“Le generazioni di oggi vivono in un mondo completamente diverso rispetto a quello in cui siamo cresciuti noi, i nostri genitori e nonni. C’è stato un momento di “grande rottura” intorno agli anni ’60, in cui il cambiamento fu talmente tanto dirompente da sembrare una “rivoluzione” a tutti gli effetti! La musica ne fu la scintilla, il linguaggio universale che accese una “trasformazione culturale” che andava ben oltre le note.
In Italia, ci trovavamo immersi nelle dolci melodie di artisti come Nilla Pizzi, Claudio Villa, Wilma De Angelis (per citare, i primi tre, che mi sono venuti in mente in questo momento che sto scrivendo, senza nulla togliere, ben inteso, ai tantissimi artisti italiani di gran valore nazionale) queste icone, interpretavano una tradizione musicale intrisa di sentimenti profondi e malinconici, che rispecchiavano i valori e le tradizioni ben radicate di quel tempo ma qualcosa stava per cambiare…
Da un’ altra parte del mondo, gruppi come i Beatles e i Rolling Stones irrompevano sulla scena, portando un’ondata di energia, ritmo e ribellione e moda di costume che, in breve, travolse anche il nostro paese. La musica beat, così innovativa e provocatoria, diventò il simbolo di una gioventù che non si accontentava più di seguire le orme dei propri genitori, ma cercava nuove vie, nuovi ideali. Non era solo musica: era un grido di libertà, un rifiuto delle convenzioni, un invito a vivere in modo diverso, a volte, perdendo il timone, sul “filo di rasoio”.
Da lì, la rivoluzione dei costumi fu inevitabile. Le minigonne, i capelli lunghi, lo stile hippie e l’estetica capellona divennero espressioni visibili di un cambiamento interiore ed esteriore, di una rottura con il passato. La moda divenne un mezzo di espressione politica e sociale, mentre i cortei e i movimenti studenteschi esplosero, soprattutto nel ’68, scuotendo le istituzioni e portando il dibattito su temi come i diritti civili e la libertà individuale.
Quel “mondo antico”, con i suoi valori solidi, talvolta buoni e altre volte oppressivi, sembrava cedere il passo a una nuova realtà, una realtà che però non tutti erano pronti ad accettare. Mentre alcuni vivevano questo cambiamento come un “risveglio”, un nuovo rinascimento, altri lo percepivano come un “crollo” delle proprie certezze, una perdita di ordine e stabilità.
Oggi, a distanza di decenni, possiamo guardare a quel periodo come a un momento di grande fermento e innovazione, che è sotto gli occhi di tutti che ci siamo persi per strada, infatti non possiamo fare a meno di confrontarlo con il nostro presente, in cui sembra che la creatività e la speranza abbiano lasciato il posto a un’epoca di grande depressione generale, oblio e oscurantismo.
Siamo testimoni di una crisi economica e sociale che ci fa sentire privati dei diritti che la generazione precedente dei “sessantottini”, avevano così duramente conquistato a suon di cortei e manifestazioni.

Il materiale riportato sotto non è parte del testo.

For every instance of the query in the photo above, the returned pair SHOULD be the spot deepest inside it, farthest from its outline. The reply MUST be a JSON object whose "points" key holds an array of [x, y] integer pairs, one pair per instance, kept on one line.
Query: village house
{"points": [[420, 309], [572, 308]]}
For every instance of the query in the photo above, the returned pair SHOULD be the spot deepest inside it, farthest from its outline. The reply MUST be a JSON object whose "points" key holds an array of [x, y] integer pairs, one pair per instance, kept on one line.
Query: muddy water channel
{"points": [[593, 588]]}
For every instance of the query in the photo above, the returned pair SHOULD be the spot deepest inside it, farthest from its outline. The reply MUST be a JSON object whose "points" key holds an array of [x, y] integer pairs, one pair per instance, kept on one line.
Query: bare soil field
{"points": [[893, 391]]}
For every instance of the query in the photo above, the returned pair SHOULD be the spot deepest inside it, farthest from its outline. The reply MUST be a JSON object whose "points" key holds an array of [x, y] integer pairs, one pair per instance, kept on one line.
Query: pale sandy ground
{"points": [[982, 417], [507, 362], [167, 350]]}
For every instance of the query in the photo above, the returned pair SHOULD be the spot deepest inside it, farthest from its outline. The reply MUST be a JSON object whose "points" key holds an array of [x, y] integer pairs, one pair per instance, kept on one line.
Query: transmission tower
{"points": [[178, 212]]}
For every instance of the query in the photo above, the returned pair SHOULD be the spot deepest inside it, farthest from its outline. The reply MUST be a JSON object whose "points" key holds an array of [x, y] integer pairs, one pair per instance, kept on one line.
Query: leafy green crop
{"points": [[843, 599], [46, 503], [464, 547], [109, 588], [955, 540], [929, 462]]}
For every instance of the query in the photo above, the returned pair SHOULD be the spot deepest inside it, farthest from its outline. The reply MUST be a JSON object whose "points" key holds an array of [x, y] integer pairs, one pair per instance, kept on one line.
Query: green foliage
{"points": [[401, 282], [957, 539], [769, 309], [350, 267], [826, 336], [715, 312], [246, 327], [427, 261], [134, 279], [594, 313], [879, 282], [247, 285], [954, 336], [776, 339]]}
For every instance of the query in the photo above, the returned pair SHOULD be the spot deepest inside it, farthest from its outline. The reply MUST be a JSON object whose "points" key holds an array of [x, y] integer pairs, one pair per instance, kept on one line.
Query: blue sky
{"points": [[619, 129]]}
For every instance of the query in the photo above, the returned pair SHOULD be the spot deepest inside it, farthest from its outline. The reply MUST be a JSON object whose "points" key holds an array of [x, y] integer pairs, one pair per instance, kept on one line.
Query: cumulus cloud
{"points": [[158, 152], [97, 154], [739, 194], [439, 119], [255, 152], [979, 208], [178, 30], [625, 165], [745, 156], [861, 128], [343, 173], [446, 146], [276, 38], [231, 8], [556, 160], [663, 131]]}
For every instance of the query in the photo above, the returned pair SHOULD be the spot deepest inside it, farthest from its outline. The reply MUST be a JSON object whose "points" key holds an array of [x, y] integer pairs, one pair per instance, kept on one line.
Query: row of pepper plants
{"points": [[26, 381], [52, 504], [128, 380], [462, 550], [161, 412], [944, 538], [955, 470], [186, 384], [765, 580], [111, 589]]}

La fiamma di quell’epoca rivoluzionaria si è spenta, così come le pandemie…si è improvvisamente dissolta. Non tutto era buono, ma si cercava di battersi per i diritti di tutti… oggi, invece, stiamo vivendo un’epoca in cui le promesse di progresso sembrano svanire, e ci troviamo spinti verso un futuro che molti di noi non hanno scelto.
La “mefistofelica ombra del transumanesimo” si allunga minacciosa su di noi!
Una storia triste, pesante, quasi distopica, dove la perdita della nostra umanità, creata a tavolino, da chi, tanti pensano, sta più in “alto” dei nostri governanti, appare sempre più imminente. La riduzione della nostra essenza a qualcosa di meccanico, controllabile e manipolabile non è più un’idea fantascientifica, ma una realtà che si avvicina con rapidità e che, in altri paesi, dittatoriali “alla luce del sole”, è già in atto da tempo.
Siamo spinti, obbligati, ad accettare una trasformazione che non riflette i nostri desideri, né i nostri valori, una “disumanizzazione” che sembra inarrestabile, e che lascia un senso di vuoto, smarrimento e ribellione interiore e non vedo, nel popolo di oggi, il seme che permise a noi “bommers” di cercare vie nuove. Molto triste questo! Anche se la speranza è l’ultima a morire e cerco di pensare positivo…è bruttissimo da dirsi, ma, purtroppo, non vorrei avere cinque anni oggi!”